Cases called twice. None appears at the assessee’s behest. She is accordingly proceeded ex-parte.
3. The delay of 311 days in filing all the assessee’s instant appeals is condoned in light of larger interest of justice as well as in light of Collector, Land & Acquisition vs. Mst. Katiji & Others (1987) 167 ITR 471 (SC).
It emerges during the course of hearing with the able assistance coming from Revenue side that the assessee has filed her instant twin quantum and penalty appeals each i.e.
& 3/Agr/2024 for AY 2010-11 and & 5/Agr/2024 for AY 2011-12, respectively against the learned lower authorities’ respective findings firstly section 148/147 proceedings claiming unexplained investments addition etc. and levied section 271(1)(c) with corresponding penalties; respectively.

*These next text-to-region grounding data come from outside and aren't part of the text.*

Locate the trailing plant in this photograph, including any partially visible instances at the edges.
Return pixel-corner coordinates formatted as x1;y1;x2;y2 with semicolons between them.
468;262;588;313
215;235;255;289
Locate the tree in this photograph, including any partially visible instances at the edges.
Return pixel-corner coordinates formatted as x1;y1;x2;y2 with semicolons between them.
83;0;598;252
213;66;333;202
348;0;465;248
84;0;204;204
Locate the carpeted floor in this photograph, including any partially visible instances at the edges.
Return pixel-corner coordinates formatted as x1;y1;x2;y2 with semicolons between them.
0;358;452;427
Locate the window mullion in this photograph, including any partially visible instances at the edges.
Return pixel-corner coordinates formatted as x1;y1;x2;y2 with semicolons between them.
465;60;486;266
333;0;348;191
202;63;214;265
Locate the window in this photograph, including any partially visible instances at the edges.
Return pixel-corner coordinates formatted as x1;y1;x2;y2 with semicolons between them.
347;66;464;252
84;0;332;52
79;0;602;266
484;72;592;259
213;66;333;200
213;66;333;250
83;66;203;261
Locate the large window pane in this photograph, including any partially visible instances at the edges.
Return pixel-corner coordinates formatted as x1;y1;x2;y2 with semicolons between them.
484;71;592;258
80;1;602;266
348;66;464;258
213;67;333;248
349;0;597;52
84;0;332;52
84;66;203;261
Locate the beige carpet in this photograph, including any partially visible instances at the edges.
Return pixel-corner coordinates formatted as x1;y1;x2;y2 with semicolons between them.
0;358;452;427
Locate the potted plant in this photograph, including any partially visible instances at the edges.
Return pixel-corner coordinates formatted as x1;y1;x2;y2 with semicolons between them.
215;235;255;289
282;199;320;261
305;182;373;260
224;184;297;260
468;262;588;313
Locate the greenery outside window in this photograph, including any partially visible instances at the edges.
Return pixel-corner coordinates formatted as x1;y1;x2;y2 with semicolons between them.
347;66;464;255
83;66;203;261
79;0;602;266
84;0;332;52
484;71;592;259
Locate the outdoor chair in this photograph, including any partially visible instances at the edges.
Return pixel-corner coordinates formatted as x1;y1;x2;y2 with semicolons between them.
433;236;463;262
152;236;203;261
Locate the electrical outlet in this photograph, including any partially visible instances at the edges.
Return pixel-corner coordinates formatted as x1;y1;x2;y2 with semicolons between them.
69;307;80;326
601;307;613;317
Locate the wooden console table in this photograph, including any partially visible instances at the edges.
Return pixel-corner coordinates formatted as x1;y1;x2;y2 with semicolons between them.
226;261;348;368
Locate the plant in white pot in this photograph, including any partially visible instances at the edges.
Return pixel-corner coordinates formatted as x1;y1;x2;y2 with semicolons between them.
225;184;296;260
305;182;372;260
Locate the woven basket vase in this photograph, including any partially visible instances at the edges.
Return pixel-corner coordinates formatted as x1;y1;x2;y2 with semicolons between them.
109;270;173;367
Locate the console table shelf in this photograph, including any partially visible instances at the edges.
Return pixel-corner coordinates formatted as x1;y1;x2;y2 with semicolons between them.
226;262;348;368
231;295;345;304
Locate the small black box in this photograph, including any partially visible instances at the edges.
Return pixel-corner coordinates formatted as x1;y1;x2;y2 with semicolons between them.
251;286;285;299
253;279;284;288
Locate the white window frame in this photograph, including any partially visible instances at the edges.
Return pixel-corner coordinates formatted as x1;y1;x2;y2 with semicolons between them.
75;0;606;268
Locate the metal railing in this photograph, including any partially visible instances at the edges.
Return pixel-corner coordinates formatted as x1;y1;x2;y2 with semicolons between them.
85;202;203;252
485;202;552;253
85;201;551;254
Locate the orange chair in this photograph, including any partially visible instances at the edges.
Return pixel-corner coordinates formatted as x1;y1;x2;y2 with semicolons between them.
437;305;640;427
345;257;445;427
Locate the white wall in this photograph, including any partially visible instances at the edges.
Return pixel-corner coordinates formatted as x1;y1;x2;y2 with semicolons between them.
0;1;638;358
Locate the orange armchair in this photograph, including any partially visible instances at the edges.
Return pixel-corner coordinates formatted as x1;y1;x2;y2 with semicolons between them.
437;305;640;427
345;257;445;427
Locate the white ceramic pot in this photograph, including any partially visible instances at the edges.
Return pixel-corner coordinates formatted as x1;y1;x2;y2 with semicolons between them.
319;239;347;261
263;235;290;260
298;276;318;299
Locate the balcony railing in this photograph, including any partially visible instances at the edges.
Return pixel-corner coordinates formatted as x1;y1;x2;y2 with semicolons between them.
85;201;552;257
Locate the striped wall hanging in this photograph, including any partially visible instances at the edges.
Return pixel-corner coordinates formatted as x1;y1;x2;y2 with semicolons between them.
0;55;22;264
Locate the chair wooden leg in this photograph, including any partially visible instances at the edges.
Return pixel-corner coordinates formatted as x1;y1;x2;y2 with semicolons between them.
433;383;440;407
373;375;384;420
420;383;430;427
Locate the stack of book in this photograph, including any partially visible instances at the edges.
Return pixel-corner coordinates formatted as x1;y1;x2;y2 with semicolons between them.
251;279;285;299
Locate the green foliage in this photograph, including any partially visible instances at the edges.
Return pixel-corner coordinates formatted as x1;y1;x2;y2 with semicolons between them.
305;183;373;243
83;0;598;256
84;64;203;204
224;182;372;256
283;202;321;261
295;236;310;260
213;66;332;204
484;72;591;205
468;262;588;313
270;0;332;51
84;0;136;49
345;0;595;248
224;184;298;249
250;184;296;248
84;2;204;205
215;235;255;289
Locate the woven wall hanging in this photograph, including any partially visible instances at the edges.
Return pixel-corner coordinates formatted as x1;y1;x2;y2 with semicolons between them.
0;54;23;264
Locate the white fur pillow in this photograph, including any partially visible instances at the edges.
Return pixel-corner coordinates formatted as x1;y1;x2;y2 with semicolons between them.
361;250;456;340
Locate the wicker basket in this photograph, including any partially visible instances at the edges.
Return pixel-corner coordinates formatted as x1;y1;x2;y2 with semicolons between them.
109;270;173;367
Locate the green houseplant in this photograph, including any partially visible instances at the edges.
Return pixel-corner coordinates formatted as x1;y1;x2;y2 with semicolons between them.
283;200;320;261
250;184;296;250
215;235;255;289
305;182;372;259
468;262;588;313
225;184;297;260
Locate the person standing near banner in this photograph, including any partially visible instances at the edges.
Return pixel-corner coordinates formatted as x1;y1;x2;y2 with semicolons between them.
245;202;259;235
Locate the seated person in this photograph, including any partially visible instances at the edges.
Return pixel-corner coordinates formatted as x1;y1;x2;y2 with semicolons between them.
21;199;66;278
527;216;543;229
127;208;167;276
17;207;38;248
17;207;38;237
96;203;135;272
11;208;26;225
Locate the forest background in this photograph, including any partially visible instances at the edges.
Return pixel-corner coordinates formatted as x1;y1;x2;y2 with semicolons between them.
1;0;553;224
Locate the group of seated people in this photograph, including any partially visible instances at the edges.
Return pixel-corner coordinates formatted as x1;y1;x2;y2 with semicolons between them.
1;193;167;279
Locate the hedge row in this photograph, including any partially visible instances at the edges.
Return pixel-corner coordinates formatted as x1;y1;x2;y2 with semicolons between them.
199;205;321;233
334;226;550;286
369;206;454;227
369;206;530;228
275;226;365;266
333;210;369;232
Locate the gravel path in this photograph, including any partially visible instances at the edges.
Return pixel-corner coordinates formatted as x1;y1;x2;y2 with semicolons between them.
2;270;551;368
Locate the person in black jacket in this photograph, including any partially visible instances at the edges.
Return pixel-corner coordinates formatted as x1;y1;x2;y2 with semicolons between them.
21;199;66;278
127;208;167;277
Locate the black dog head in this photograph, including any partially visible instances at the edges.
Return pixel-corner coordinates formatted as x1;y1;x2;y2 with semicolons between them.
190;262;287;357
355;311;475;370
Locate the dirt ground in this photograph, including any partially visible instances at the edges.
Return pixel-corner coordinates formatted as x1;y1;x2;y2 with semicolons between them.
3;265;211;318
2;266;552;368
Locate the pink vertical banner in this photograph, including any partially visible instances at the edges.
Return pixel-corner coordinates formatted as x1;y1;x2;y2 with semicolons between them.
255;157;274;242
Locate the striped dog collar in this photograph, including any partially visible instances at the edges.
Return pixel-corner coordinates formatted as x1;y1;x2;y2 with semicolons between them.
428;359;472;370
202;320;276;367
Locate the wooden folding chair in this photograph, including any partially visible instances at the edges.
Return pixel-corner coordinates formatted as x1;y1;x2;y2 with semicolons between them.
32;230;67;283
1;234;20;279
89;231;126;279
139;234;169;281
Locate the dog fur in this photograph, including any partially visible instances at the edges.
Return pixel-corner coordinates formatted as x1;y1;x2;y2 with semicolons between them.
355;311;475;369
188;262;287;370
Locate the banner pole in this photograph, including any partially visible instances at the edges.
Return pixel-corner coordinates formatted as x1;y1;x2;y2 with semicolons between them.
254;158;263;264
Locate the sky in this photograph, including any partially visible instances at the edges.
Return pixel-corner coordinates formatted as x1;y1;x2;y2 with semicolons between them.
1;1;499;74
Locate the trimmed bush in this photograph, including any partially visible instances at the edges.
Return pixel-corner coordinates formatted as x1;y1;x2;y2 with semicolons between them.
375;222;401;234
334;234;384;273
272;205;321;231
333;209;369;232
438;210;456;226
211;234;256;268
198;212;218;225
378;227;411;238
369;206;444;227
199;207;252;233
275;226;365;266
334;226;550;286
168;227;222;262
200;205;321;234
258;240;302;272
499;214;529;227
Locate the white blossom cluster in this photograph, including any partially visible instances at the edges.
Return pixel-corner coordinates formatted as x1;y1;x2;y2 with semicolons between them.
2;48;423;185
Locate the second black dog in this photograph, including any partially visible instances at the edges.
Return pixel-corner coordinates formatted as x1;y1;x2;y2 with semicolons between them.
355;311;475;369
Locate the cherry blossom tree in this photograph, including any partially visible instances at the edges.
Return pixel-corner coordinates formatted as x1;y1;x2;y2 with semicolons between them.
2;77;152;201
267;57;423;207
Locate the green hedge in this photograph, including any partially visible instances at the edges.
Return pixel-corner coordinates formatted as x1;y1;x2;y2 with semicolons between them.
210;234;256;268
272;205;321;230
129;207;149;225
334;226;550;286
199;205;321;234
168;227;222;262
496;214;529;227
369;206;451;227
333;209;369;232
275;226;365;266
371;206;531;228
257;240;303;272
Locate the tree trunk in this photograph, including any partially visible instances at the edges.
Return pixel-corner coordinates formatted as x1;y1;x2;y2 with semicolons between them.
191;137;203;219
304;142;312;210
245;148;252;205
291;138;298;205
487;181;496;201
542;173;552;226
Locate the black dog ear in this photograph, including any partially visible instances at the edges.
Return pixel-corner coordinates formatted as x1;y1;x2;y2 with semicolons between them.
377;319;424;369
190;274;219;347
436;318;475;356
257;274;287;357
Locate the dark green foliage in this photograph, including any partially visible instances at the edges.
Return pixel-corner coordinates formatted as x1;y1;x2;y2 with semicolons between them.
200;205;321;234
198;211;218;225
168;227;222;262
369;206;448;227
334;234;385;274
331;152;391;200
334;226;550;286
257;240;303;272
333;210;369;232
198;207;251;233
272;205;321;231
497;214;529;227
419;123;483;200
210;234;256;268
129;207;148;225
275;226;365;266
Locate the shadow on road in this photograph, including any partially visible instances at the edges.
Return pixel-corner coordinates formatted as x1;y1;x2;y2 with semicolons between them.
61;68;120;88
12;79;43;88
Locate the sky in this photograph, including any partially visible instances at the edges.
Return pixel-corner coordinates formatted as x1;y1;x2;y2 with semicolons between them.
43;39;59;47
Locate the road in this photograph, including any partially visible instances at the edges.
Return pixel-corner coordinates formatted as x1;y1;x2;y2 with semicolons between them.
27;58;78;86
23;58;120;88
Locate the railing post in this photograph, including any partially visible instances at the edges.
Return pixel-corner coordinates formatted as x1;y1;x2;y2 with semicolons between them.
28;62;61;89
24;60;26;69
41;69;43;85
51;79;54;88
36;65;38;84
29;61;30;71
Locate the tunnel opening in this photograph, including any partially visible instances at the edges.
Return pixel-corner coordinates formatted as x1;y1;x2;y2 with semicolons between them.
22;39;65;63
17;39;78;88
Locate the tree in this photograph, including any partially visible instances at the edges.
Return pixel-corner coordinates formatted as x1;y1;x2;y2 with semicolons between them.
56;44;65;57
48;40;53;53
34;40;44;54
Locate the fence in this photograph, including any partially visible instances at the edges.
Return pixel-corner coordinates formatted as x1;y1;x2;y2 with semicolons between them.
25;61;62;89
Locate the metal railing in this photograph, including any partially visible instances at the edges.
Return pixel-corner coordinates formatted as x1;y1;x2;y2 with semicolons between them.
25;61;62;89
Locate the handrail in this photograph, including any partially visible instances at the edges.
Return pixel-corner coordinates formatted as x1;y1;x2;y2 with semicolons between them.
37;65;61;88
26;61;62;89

The Revenue side is indeed very fair at the outset in making it clear that the assessee’s instant four appeals involve identical set of facts. That being the case, we notice from a perusal of the assessee “lead” appeal that the learned Assessing Officers had recorded his reopening reasons that the assessee’s taxable income (on proximation basis) had escaped assessment. We are of the considered view in this factual backdrop that such a casual reopening reasons by the learned Assessing Officer are hardly sustainable in law as the same have to be recorded based on tangible material pinpointing escapement of all specific taxable income from being assessed as held in CIT Vs. Kelvinator of India, 2010 (2) SCC 723.